CIOs looking to find ways to fund new projects might want to go on a moose hunt. No, really.
Tech budgets are composed of two elements: spending on new projects and spending to maintain and operate the tech organisation, systems, and equipment - for which analyst Forrester is using the deliciously whimsical acronym 'Moose'.
Forrester said that this business-as-usual tech spend accounts for between two-thirds and three-quarters of the typical CIO's budget. And in recent years the growth in new project spending has been modest, as nervous CIOs held back on launching major new tech projects. However, the analysts said new project spending will rise in many countries in 2015 and 2016 - especially if CIOs can hunt down that moose.
During the tech market slump of 2013 and 2014, new projects were the first area where firms scaled down or deferred spending to cope with weak revenue growth, reduced cash flow, and tight lending markets, said Forrester in its new report The Global Tech Market Outlook For 2015-2016.
In many cases, that scale-back took the form of firms opting for software-as-a-service (SaaS) applications thanks to their low upfront costs.
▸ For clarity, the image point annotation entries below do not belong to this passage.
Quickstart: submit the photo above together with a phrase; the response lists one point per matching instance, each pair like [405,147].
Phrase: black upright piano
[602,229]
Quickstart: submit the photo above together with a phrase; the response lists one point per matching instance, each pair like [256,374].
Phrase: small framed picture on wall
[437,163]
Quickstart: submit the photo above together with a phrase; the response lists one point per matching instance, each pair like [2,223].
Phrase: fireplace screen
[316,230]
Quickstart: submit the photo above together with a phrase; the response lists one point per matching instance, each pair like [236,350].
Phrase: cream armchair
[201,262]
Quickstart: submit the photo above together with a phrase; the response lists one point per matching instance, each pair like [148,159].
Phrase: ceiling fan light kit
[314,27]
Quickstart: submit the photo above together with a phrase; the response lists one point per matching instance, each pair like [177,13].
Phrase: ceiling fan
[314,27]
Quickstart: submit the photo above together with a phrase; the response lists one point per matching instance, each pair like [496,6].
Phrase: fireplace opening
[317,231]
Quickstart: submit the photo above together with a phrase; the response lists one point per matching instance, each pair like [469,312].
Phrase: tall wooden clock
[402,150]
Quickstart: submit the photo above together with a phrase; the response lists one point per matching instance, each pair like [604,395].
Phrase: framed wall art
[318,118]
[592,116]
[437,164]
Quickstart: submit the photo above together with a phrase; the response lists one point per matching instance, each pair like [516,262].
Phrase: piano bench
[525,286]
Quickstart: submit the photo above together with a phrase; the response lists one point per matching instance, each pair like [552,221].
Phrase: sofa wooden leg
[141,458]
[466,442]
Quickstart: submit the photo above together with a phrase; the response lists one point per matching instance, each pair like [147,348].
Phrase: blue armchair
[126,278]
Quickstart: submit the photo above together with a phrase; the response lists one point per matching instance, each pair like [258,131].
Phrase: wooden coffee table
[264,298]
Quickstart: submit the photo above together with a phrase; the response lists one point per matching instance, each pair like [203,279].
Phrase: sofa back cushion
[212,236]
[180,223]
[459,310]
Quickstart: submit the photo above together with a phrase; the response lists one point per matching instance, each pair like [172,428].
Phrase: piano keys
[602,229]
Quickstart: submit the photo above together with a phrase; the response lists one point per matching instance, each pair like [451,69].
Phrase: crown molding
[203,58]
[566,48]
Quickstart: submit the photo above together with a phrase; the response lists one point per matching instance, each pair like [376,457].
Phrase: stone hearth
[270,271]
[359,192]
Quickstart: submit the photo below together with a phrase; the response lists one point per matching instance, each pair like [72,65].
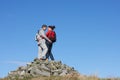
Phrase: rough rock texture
[42,68]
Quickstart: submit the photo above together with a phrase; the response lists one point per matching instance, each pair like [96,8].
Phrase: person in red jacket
[52,36]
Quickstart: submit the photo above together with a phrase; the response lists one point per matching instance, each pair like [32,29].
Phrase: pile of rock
[42,68]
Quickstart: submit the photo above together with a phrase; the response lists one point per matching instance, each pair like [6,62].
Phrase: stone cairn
[42,68]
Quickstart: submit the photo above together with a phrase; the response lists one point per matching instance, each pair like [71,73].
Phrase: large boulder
[42,68]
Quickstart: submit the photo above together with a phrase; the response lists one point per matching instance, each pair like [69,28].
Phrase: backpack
[52,36]
[36,36]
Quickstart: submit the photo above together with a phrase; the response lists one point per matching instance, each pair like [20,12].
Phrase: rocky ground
[42,68]
[49,70]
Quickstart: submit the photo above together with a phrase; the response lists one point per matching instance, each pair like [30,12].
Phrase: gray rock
[42,68]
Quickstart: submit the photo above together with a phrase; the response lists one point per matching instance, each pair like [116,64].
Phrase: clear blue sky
[88,33]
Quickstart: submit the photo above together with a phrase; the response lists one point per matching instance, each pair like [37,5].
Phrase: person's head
[44,27]
[51,27]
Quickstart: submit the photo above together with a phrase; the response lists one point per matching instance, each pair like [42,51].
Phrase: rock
[42,68]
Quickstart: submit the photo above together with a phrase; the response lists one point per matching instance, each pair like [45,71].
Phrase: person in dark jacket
[52,36]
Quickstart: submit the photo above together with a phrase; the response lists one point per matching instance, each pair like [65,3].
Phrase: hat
[44,25]
[52,27]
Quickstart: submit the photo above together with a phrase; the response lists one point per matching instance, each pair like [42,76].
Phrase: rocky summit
[42,68]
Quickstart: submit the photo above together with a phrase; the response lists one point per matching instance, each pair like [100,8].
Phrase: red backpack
[52,36]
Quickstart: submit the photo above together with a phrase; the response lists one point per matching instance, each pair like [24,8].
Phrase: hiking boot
[46,60]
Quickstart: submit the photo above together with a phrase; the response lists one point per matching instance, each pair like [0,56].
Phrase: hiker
[41,38]
[52,36]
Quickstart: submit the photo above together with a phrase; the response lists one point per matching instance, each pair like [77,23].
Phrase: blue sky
[88,33]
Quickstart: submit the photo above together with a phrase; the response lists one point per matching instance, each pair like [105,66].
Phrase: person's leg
[50,51]
[44,47]
[51,56]
[39,52]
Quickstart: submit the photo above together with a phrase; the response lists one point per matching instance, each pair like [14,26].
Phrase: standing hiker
[52,36]
[41,39]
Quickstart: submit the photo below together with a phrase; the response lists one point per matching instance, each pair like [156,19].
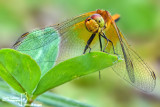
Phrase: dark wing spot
[89,19]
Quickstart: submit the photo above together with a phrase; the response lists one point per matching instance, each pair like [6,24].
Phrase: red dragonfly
[94,30]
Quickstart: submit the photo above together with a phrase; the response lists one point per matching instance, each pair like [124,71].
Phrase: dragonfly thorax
[94,23]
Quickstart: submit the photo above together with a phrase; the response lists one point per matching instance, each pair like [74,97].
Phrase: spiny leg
[104,36]
[89,42]
[101,50]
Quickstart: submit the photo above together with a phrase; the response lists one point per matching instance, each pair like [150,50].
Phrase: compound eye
[99,19]
[91,25]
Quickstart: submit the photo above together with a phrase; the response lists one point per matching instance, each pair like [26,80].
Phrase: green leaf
[74,68]
[20,71]
[42,45]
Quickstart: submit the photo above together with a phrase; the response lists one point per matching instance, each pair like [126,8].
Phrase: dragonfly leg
[100,50]
[89,42]
[108,40]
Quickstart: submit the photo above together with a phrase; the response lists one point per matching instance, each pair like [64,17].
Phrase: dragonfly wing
[66,40]
[133,69]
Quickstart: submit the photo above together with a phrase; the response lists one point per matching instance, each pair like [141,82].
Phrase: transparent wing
[65,40]
[133,69]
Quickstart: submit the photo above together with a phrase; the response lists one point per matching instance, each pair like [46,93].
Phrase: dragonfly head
[94,23]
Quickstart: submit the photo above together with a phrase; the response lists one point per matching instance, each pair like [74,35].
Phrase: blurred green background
[139,22]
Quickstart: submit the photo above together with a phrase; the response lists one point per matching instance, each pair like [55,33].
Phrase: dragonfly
[92,31]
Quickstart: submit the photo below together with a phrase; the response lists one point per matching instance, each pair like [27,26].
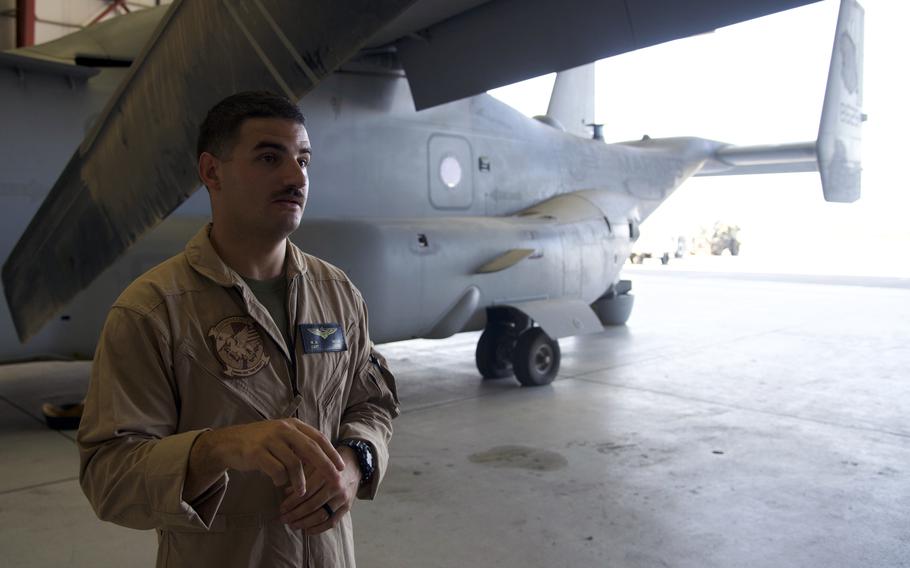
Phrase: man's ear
[210,171]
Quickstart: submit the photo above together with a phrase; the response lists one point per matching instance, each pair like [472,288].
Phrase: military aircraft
[450,210]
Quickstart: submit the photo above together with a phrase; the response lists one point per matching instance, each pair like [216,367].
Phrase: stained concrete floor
[735,421]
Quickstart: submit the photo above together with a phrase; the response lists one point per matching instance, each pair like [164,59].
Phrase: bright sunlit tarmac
[739,419]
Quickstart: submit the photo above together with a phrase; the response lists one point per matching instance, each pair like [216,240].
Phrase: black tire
[535,358]
[493,355]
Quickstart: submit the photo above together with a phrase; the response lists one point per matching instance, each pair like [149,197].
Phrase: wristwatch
[365,458]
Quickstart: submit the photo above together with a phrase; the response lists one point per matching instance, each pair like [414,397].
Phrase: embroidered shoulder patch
[238,346]
[322,337]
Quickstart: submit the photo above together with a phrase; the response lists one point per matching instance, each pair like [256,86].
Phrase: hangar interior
[735,420]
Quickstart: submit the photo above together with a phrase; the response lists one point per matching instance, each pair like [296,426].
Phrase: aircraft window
[450,171]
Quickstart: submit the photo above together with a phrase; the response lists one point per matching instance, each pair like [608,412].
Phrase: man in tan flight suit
[236,404]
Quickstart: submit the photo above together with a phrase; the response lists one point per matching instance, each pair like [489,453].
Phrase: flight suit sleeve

New project tech purchases fell by 2.3 percent in 2013 and rose by 1.5 percent in 2014, but that's still less than the growth in overall tech purchases.
But improving economies are creating room for higher growth in tech purchases in the US and other countries, which translates into new project spending slated to rise by 5.8 percent in 2015 and 7.2 percent in 2016, faster than spending on maintaining and operating existing systems (although one area where 'Moose' spending will rise is capital investments to replace hardware after delays in these upgrades in 2013 and 2014).
New projects also mean new spending patterns: around 90 percent of the spending on new project purchases will go for software and implementation services. Only a small amount will go on hardware, thanks to server virtualization and SaaS.
In contrast to new project spending, tech maintenance and operations spending is fairly evenly divided between computer equipment, communications equipment, software, consulting services, and outsourcing services.
CIOs can use this shift to cut better deals with supplies. According to the analysts, slow growth in hardware, mature enterprise applications, and outsourcing mean "vendors will go to great lengths to close sales, so use this to your advantage". Forrester said CIOs should take advantage of opportunities to retire old software and systems and renegotiate existing outsourcing agreements.
One side benefit here will be that tech leaders can use the savings to fund new projects. At the same time, funds will need to be found to pay for ongoing Saas contracts - which might turn out to be more expensive than on-premise software and actually add to the maintain and operate budget in the long term.